Fluggäste sollten wissen, dass sie auch bei Verspätungen von Anschlussflügen außerhalb der EU Anspruch auf eine Abschlagszahlung haben können

Darauf hat die Achte Kammer des Gerichtshofs der Europäischen Union (EuGH) mit Urteil vom 31.05.2018 in der Rechtssache C-537/17 hingewiesen.

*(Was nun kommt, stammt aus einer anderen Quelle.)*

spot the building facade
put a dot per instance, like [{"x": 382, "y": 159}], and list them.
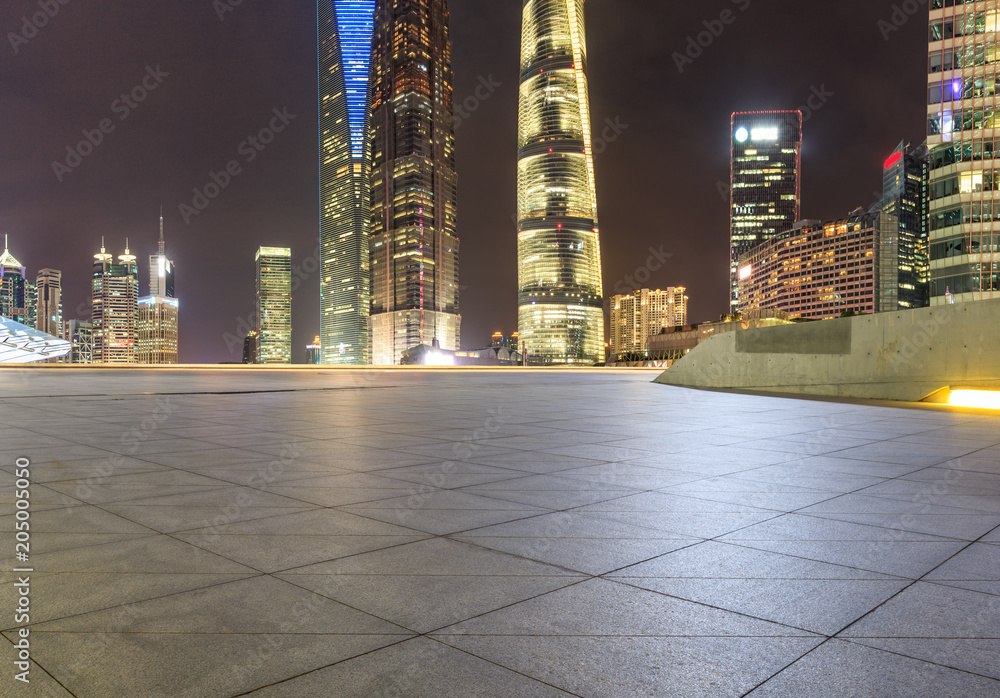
[
  {"x": 820, "y": 270},
  {"x": 161, "y": 270},
  {"x": 560, "y": 289},
  {"x": 17, "y": 294},
  {"x": 904, "y": 195},
  {"x": 962, "y": 129},
  {"x": 765, "y": 185},
  {"x": 114, "y": 308},
  {"x": 414, "y": 188},
  {"x": 344, "y": 41},
  {"x": 314, "y": 352},
  {"x": 49, "y": 302},
  {"x": 274, "y": 306},
  {"x": 637, "y": 316},
  {"x": 158, "y": 330},
  {"x": 81, "y": 334}
]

Danach haben Fluggäste nach Art. 7 Abs. 1 der Fluggastrechteverordnung (Verordnung (EG) Nr. 261/2004) auch dann Anspruch auf eine Ausgleichszahlung, wenn

  • sich bei einem gebuchten Flug mit Abflugort im Gebiet eines Mitgliedstaats der EU und Zielort außerhalb der EU,
  • die Flugbuchung eine Zwischenlandung im Gebiet eines Drittstaates mit Anschlussflug von dort sowie einen Wechsel des Flugzeugs beinhaltet und
  • dieser Anschlussflug das Endziel (das istder Zielort auf dem am Abfertigungsschalter vorgelegten Flugschein bzw. bei direkten Anschlussflügen der Zielort des letzten Fluges des betreffenden Fluggasts) erst mit einer Verspätung von drei Stunden oder mehr erreicht.

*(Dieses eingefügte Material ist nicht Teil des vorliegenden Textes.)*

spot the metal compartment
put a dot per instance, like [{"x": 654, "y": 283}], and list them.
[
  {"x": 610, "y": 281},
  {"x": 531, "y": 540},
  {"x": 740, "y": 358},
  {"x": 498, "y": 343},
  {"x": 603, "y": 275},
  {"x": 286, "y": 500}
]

Begründet hat der EuGH dies damit, dass

  • zwei (oder mehr) Flüge, die Gegenstand einer einzigen Buchung sind, in Bezug auf den Ausgleichsanspruch von Fluggästen eine Gesamtheit darstellen,
  • diese Flüge somit als ein und derselbe Flug mit Anschlussflügen anzusehen sind und
  • es für diese Einstufung auch unerheblich ist, wenn bei einem Flug mit Anschlussflügen das Flugzeug gewechselt wird.

BGH entscheidet: Fluggäste haben Anspruch auf Ausgleichszahlung auch

…. bei einer Verspätung des für einen annullierten Flug angebotenen Ersatzfluges von mehr als zwei Stunden.

Mit Urteil vom 10.10.2017 – X ZR 73/16 – hat der X. Zivilsenat des Bundesgerichtshofs (BGH) entschieden, dass ein

Flugunternehmen,

  • das einen gebuchten Flug annulliert und den betroffenen Fluggästen am vorgesehenen Abflugtag als Ersatz einen Flug eines anderen Luftverkehrsunternehmens anbietet,

verpflichtet bleibt, den Fluggästen

  • wegen der Annullierung des Fluges

eine Ausgleichszahlung nach Art. 5 Abs. 1 Buchst. c Nr. iii i.V.m. Art. 7 Abs. 1 Satz 1 der Verordnung (EG) Nr. 261/2004 (Fluggastrechteverordnung – FluggastrechteVO) zu zahlen, wenn

  • die Fluggäste das Endziel mit dem Ersatzflug
  • nicht tatsächlich höchstens zwei Stunden nach der ursprünglich vorgesehenen planmäßigen Ankunftszeit erreichen.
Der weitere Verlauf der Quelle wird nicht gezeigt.